Germanisches Nationalmuseum: The secret giant – Bavaria

Ulrich Wilhelm was spokesman for Angela Merkel and director of the Bavarian Radio, communication skills can be assumed there. He used this last December to initiate a necessary debate as head of the board of directors of the Germanisches Nationalmuseum (GNM). If the house were in London or New York, “it would be a hit, the flagship of a cosmopolitan city”. In fact, he, Wilhelm, often had to be asked what he was up to. GNM? That says nothing to his friends in Rome or Paris.

Wilhelm identified the house name as one of the tricky points. Unlike in the 19th century, the “Germanisches Nationalmuseum” is no longer self-explanatory. One asks oneself: “Germanic, what is that?” At the request of Nuremberg Newsasked whether the GNM should be renamed, Wilhelm answered: “You really have to ask the question.”

Now, Wilhelm didn’t unleash a storm with it, but rather a simmering discourse for those in the know – but that’s exactly part of the problem. No other institution in Bavaria is likely to suffer from such a disparity between abstract relevance (“largest cultural history museum in the German-speaking world”) and concrete audience reach. And yes, the name helps.

Admittedly only to a lesser extent. From the outside, the house largely resembles a hermetic citadel. Inside, you’re partly in modern rooms, partly in a musty Adenauer setting. There is actually always a construction site in the GNM, this labyrinthine building of all sorts. It can be reached on a maximally inhospitable old town street (grey, cruel, Grasersgasse). And the extremely heterogeneous house collection – more than 1.3 million objects – would probably best be subsumed under the label “Museum for things, older and newer”.

Nobody is to blame for this, nobody can do anything for the equally fascinating and intricate history of the house.
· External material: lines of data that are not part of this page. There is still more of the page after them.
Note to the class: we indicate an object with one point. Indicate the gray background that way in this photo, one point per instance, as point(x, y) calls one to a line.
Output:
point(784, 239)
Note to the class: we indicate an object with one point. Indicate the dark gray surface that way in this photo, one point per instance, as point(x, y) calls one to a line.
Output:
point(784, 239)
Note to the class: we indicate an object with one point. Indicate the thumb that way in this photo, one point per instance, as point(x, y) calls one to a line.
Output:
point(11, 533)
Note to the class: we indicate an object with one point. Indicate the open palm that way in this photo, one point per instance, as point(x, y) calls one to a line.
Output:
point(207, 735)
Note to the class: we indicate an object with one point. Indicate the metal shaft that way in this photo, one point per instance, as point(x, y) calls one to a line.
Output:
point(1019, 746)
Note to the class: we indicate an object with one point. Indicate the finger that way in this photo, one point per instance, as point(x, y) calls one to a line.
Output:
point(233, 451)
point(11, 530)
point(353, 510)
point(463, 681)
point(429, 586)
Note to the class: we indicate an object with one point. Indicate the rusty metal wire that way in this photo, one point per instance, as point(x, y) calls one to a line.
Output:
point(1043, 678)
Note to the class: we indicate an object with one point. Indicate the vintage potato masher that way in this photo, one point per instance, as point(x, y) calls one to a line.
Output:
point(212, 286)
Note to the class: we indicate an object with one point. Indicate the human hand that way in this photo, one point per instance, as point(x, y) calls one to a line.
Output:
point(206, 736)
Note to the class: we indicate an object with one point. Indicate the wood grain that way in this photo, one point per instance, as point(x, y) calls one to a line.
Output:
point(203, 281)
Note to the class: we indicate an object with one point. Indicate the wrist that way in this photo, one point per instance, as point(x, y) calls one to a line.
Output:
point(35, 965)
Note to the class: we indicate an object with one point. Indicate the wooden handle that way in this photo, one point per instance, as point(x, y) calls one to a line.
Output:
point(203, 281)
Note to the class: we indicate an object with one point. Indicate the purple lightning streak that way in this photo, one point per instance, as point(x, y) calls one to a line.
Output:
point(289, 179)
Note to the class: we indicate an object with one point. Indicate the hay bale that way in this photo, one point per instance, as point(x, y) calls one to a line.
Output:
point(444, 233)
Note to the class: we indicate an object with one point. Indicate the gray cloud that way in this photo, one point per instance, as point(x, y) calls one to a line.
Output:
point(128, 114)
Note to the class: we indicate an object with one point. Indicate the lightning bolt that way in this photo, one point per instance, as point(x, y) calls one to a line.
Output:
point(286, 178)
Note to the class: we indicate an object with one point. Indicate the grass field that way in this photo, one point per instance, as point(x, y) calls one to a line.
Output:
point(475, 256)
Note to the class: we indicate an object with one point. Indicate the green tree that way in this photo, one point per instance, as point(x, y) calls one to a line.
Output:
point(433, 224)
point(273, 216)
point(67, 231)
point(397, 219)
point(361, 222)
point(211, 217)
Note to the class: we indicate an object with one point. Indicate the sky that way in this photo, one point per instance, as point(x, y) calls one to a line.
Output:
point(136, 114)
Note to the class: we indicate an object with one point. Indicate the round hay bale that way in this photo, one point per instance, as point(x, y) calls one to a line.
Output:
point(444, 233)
And even the most ingenious museologist could not turn the GNM into a totally hip location in the blink of an eye. It is all the more important, as Wilhelm did, to spark debates about this (not just) theoretical jewel. But it is just as true that GNM boss Daniel Hess – a smart Swiss – is not aiming for a completely new house name, at most an addition. After all, German Studies will not be renamed just because someone might think it is about Germanic tribal studies.